A number of years later, I had a meeting in Fresno, California. I called my pal Jeff Rose from Philly who was also attending and I said, ” Hey man, how would you like to ski Mammoth Mountain on the weekend before and after the meeting? He was all in, being an avid skier, and as we came through our shirts in 108 degree temps in Fresno, the locals looked at us like we were nuts with all the ski equipment. Rose conked out on me as I drove through Yosemite in the pitch black night, but we made it to Mammoth at 3:00 AM. Bleary eyed, we awoke to blazing sunshine on July 19th. The latest I had ever skied in my life. Again- the feeling of getting over on something by extending yet another ski season was first and foremost on my mind. That year, Mammoth closed at noon but we were the first on the lift in the morning and made tons of turns on bullet proof ice which miraculously turned to amazing corn snow for just a short while until it turned to mush. Corn snow is fickle. It forms in the sunshine for a brief time and rewards the faithful with hero conditions. That brief moment when the corn snow is perfect has to be harvested as soon as possible. It was amazing to see how soon it turned to slop and we exited the mountain right at noon. The afternoons were spent sitting in the hot springs, drinking a beer and regaling the locals about our forward thinking to ski while on a business trip.
I have not had the opportunity to ski that late in a number of years. I know they are hiking up Mt. Rose now with good snow still in the Chutes. Nevada folks are dedicated and with the snow pack out there this year, they will most likely be skiing and hiking long into July. Mammoth will be open again and also Squaw Valley,California in Tahoe with a remarkable announcement, will have one chairlift open all summer into the next ski season. I will be there for a wedding in September and if they have that chair running as promised, I will definitely take a run or two to set a new personal record.

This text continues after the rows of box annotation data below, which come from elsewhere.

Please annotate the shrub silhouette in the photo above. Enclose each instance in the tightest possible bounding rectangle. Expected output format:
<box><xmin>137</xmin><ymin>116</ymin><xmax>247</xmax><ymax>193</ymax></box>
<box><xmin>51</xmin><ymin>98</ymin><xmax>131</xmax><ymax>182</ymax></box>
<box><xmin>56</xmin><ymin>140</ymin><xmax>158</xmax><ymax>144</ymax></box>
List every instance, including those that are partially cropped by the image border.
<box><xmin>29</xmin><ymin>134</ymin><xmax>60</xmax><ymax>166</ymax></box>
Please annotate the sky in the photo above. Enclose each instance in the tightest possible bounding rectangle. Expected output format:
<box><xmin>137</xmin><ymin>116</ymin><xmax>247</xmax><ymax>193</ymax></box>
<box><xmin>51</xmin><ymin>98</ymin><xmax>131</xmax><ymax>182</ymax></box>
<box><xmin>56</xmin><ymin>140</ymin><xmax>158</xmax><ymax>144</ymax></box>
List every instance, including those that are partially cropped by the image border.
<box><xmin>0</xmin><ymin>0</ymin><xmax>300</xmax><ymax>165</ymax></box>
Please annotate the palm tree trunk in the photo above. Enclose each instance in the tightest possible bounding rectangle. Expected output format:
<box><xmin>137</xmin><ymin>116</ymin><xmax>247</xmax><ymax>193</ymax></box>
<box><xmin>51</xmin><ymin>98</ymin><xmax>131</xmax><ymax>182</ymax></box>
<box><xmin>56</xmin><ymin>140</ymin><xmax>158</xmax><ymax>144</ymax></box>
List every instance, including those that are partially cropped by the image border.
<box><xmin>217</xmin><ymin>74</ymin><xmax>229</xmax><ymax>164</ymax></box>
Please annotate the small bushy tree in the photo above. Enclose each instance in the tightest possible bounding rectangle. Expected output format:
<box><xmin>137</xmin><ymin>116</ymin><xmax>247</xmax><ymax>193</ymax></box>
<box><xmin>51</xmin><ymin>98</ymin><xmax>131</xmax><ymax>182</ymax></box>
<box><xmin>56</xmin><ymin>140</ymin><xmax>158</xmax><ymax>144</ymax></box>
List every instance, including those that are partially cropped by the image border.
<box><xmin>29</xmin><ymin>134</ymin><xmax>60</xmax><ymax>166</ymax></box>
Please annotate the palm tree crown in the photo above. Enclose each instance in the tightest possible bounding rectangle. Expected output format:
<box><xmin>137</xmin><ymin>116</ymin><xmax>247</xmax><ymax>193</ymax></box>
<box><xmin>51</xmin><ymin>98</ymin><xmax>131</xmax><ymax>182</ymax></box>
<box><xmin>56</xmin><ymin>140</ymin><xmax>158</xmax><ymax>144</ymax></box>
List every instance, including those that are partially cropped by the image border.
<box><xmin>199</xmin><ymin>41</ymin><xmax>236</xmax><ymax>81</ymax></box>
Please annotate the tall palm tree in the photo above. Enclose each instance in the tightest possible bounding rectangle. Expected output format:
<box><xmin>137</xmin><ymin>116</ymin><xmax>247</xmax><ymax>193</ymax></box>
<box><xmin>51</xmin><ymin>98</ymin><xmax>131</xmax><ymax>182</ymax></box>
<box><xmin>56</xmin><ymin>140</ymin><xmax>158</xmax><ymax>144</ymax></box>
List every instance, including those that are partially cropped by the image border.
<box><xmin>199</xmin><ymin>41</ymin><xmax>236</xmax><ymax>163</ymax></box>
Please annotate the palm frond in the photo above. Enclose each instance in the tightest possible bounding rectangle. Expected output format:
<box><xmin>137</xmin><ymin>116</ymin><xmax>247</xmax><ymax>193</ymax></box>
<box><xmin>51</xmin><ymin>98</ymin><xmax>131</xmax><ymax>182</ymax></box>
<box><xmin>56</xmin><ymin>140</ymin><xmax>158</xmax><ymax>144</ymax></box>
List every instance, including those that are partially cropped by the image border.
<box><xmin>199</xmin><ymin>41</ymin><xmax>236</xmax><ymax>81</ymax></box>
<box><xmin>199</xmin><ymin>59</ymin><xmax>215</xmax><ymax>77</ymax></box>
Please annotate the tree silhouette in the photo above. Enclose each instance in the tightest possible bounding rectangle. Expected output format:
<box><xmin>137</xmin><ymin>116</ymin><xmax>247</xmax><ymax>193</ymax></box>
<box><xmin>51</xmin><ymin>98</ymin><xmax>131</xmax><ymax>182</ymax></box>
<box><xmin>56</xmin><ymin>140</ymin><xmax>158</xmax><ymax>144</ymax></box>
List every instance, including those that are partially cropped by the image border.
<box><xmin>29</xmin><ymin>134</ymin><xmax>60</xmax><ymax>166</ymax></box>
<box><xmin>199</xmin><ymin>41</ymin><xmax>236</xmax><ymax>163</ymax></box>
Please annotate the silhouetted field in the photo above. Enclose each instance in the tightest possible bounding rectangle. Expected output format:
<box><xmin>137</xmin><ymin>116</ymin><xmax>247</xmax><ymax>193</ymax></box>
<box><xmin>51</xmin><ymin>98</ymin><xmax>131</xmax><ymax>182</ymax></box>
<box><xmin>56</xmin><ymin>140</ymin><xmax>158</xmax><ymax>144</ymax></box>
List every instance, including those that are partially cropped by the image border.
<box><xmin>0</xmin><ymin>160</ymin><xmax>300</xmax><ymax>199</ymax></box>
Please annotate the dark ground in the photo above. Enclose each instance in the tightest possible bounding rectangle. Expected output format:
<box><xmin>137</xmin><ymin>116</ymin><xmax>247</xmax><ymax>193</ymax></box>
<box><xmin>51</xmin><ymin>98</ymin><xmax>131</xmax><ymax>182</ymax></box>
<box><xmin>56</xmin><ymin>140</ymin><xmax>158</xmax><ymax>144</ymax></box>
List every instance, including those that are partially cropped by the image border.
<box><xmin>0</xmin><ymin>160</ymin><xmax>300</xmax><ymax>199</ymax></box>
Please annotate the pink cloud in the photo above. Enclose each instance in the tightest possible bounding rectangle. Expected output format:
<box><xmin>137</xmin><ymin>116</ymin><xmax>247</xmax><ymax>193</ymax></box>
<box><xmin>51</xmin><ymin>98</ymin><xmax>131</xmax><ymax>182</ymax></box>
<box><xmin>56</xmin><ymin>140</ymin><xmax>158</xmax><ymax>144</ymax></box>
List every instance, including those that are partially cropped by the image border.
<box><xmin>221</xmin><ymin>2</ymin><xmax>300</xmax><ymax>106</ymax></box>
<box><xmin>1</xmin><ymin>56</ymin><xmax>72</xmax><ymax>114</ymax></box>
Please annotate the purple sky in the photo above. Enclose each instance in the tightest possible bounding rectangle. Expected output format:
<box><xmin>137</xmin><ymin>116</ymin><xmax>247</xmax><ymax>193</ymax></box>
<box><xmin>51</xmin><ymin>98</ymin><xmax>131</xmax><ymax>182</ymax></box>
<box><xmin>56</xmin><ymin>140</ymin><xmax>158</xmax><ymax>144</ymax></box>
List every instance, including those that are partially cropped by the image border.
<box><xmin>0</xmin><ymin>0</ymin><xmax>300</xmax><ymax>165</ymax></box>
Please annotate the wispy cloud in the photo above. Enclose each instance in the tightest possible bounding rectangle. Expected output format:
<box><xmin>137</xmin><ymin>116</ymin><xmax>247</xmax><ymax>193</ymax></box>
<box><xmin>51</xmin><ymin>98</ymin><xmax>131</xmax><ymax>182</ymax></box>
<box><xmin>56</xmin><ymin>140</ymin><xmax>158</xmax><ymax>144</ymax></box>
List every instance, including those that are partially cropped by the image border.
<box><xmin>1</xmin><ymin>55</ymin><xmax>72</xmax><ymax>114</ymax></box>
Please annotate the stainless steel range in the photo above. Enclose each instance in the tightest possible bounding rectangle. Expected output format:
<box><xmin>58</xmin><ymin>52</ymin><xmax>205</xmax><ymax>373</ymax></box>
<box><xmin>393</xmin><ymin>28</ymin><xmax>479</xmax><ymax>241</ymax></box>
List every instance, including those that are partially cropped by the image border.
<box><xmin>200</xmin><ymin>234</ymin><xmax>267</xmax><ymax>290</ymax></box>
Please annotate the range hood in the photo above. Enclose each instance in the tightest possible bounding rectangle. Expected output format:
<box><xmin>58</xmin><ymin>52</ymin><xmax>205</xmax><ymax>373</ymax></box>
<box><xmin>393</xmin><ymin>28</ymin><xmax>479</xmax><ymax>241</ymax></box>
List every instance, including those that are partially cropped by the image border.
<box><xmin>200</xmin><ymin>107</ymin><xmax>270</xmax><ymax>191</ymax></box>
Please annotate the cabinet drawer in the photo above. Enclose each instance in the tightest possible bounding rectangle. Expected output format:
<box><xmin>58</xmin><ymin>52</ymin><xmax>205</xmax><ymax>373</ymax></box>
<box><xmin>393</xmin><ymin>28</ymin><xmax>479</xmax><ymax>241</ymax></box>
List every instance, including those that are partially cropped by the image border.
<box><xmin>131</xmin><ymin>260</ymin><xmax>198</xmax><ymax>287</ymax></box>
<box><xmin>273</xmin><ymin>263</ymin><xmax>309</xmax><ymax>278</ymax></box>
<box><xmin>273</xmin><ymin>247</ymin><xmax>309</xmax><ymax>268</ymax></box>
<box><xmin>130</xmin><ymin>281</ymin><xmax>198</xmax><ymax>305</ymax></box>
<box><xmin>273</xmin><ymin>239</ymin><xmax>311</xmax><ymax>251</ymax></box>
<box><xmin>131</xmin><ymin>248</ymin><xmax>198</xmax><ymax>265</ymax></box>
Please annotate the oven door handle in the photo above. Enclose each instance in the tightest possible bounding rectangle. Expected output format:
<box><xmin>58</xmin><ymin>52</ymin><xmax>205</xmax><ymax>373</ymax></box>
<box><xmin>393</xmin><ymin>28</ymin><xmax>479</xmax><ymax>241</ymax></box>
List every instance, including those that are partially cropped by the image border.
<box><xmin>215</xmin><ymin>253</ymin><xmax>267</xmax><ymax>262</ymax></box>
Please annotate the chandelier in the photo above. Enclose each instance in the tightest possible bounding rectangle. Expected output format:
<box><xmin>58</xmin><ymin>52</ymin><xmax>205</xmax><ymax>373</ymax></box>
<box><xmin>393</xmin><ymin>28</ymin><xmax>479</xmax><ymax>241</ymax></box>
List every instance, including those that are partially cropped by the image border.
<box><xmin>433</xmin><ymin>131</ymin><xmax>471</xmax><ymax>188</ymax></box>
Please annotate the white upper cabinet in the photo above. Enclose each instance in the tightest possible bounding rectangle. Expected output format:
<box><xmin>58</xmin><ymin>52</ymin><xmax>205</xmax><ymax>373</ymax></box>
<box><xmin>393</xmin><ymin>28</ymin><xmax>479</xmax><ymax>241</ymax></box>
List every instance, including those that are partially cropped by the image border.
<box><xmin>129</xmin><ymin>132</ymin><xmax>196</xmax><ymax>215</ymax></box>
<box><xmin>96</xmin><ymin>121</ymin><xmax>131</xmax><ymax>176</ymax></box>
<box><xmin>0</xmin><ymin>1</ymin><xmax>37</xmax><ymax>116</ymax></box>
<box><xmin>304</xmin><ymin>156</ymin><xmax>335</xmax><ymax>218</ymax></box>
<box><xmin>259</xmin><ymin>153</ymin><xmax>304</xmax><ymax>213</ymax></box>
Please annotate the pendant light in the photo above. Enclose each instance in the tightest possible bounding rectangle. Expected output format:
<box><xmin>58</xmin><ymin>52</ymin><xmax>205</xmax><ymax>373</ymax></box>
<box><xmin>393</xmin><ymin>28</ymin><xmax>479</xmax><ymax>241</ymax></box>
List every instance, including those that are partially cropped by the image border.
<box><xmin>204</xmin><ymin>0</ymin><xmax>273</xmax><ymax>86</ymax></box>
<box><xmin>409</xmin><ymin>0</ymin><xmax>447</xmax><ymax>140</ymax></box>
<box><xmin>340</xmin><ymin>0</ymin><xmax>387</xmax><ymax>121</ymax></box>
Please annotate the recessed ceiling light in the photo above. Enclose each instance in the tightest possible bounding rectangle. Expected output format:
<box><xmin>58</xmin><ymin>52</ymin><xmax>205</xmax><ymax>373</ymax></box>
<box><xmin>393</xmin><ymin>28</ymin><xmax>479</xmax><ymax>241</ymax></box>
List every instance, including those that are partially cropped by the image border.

Why do I talk about skiing in the summer? My mountain bike friends set their watch to when I will start to talk about skiing on a ride. I look at my equipment in my garage and take the obligatory edge feel when I pass my shelf on the way to get my bike. I guess my enthusiasm for sliding on snow carries me through the year as it is the most fun outdoor activity in which I participate. Only 5 months to go. Plus, I love the winter. Not that I don’t like the change of seasons, but in those rare occurrences when I can ski outside the regular season, I thoroughly enjoyed it. My pal Bill Yalch out in Colorado will be camping in his van and getting the last turns of the season this year. He may have to do some climbing, but he will harvest that beautiful corn in that way too short window of time. Think snow? No- not yet? Thanks for reading.